In 2004, over 400 trains will run and the museum expects
over 36,000 people to visit Ely because of the railroad.


Long time readers of this column will remember how in the past I have argued that railroad was an economic generator for the community and can reclaim its former glory. Well, we are on that path now. Let's take a look at the numbers.

If we accept 12,000 as the passenger load for the year, that will bring the museum almost $192,000 in ticket revenue. Along with the ticket sales the museum is aggressively promoting its engine rental program. There are over 100 opportunities for the want-to-be engineer to put his or her hand on the throttle of one of our locomotives, possible revenue, $42,000. Throw in the gift shop sales, concession sales, special trains and charters, and that brings in another $100,000. So the crystal ball says the railroad should gross about $334,600 from operations. For starters most of this money will be reinvested in the railroad. That money will then flow into the community in the form of wages, supplies, and services purchased here in Ely.

Let's go back to the 12,000 passengers. What we have found in the past is that about twice our ridership come as visitors. These are people who come and visit the property and for some reason don't ride the train. Add the visitors into the ridership and our total for this year could be over 36,000 people who have come to Ely because of the Nevada Northern.

36,000, now that's a lot of people that have an economic impact in the community. Let's try to figure out how much money these folks leave being in Ely. Because of the distance to get to Ely most if not all of the visitors will purchase food in either the form of a meal or snacks. In fact some visitors will purchase three meals during their stay here. To start let's estimate that railroad visitorship generates 2.5 meals times 36,000 visitors, this equals 90,000 food purchases. Some of these people will purchase food at a fast food restaurant, some will have an elaborate meal, and others will just buy a bag of chips and a soda. Looking into the crystal ball let's assume $6 per food purchase. So the 90,000 food purchases times $6 equals $540,000, not too shabby.

Then there is the discretionary purchase, which is a fancy name for gifts and souvenirs. We have 36,000 visitors; some will purchase nothing others will go overboard. How about we estimate $10 per visitor, this equals $360,000, not bad from gewgaws.

Of course we are in Nevada that means gaming. Let's face it; some of our visitors will try the slots or table games. For sake of argument let's say that half of our visitors drop $20 gaming that would equal $360,000 left behind.

The next category is fuel. Most of our visitors come in groups. So take the 36,000 visitors divide it by an average of 2.7 people and that equals 13,333 visitor groups. Most of these visitor groups will fill up with fuel when they hit Ely or before they leave. Being typical American's they are driving huge SUV's with huge fuel tanks. So if every visitor group fills up at least once and spends an average of $36 in fuel that brings another $480,000 into the community.

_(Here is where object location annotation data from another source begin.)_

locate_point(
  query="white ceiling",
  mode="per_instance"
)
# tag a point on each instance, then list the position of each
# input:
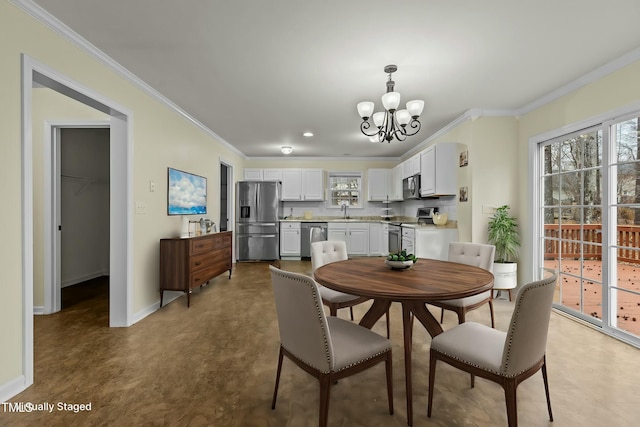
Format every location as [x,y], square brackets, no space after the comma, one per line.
[260,73]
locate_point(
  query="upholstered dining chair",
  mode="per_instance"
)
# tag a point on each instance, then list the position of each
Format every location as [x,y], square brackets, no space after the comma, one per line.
[328,348]
[478,255]
[325,252]
[507,358]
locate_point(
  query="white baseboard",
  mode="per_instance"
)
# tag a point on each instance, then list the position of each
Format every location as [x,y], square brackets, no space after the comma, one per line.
[169,296]
[12,388]
[83,278]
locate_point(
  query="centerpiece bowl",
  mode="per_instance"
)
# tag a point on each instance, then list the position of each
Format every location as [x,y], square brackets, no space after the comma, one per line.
[398,265]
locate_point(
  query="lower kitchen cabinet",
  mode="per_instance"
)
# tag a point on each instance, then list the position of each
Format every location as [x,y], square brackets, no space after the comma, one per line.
[355,234]
[289,239]
[434,242]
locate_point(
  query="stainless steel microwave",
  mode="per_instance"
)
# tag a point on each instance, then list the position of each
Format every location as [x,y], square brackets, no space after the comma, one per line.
[411,187]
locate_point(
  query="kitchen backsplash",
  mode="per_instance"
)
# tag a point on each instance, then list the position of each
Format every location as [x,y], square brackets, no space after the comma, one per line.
[406,208]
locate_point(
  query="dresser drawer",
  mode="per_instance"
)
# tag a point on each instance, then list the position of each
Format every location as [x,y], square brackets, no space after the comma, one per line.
[223,254]
[200,261]
[202,245]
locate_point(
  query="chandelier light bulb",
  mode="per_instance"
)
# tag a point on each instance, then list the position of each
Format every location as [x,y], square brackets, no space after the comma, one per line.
[391,100]
[403,117]
[391,123]
[378,118]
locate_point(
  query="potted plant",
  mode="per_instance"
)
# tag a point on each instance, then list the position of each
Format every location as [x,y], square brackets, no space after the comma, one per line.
[503,234]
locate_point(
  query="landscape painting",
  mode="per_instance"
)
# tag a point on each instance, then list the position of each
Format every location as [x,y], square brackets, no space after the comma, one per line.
[187,193]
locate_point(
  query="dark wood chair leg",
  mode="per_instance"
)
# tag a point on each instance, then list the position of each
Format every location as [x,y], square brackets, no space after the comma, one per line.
[546,387]
[388,366]
[275,389]
[493,324]
[333,310]
[510,386]
[388,327]
[432,379]
[325,392]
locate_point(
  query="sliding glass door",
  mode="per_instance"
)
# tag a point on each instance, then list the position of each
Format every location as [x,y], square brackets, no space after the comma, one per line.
[588,223]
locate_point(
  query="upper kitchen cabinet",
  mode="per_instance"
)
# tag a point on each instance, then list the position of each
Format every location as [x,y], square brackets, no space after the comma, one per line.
[272,175]
[438,170]
[302,184]
[252,174]
[396,184]
[384,184]
[411,166]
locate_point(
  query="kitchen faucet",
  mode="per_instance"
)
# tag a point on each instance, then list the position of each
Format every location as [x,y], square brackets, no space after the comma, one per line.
[344,208]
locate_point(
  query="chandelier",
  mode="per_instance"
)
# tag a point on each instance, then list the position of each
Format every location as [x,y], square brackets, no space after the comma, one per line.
[391,123]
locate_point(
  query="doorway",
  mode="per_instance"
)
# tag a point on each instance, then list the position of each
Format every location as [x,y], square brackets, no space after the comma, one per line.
[120,194]
[82,207]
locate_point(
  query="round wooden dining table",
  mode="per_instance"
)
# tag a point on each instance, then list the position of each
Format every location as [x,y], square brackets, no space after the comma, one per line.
[427,280]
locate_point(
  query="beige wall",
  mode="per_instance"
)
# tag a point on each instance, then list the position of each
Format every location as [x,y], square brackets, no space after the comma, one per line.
[614,91]
[161,138]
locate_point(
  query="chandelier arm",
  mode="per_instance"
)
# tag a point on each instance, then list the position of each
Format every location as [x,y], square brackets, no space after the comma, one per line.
[366,125]
[413,124]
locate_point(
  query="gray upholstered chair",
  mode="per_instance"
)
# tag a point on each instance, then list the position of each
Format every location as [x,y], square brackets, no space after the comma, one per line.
[507,358]
[478,255]
[325,252]
[328,348]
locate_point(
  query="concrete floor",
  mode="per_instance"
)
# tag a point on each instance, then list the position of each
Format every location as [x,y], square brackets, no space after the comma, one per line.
[214,365]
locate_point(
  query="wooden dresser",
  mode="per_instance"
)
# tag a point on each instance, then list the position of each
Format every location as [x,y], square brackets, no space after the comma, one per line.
[186,263]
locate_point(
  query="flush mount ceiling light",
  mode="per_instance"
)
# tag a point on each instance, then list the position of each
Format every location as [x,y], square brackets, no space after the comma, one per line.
[391,123]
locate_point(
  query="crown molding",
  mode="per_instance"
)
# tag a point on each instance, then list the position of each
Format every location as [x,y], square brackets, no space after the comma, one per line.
[67,33]
[471,114]
[584,80]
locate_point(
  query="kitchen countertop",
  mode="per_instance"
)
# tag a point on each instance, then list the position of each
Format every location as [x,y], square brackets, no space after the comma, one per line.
[411,222]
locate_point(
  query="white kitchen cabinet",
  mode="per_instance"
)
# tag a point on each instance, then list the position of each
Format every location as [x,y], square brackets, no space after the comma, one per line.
[252,174]
[433,242]
[396,184]
[289,239]
[408,239]
[292,184]
[312,184]
[411,166]
[272,174]
[355,234]
[438,170]
[375,239]
[379,184]
[302,184]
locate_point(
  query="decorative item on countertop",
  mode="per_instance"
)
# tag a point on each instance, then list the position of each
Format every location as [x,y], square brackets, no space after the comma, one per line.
[401,260]
[185,227]
[440,218]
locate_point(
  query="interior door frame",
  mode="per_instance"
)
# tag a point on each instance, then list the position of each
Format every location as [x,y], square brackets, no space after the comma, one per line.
[121,198]
[52,213]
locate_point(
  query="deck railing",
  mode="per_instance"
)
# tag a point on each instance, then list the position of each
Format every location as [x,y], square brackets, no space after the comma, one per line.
[568,243]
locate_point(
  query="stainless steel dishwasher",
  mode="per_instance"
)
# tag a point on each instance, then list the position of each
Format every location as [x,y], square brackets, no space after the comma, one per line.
[311,232]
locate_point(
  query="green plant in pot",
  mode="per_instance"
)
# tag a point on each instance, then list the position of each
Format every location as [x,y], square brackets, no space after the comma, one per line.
[503,234]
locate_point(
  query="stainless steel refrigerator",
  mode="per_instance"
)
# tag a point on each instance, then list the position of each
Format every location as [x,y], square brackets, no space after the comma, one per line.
[258,210]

The last group we will take a look at is lodging. This has turned into a partnership between the community and the railroad. For every dollar spent in lodging the railroad receives two cents. So it is in the railroad's best interest to fill motel rooms in town. Going back to our 13,333 visitor groups let's estimate that two-thirds of the groups will spend the night in Ely. Let's estimate the average price of a room at $42. Take the $42 multiple it by 8,000 visitor groups and you get $336,000, again a nice chunk of change.

We add everything up and by the end of the season visitors to the Nevada Northern should have let about $2,410,601.15 behind in White Pine County. Not to bad for a little railroad in east central Nevada. To make this number become larger encourage our visitors to ride the train when they're in town.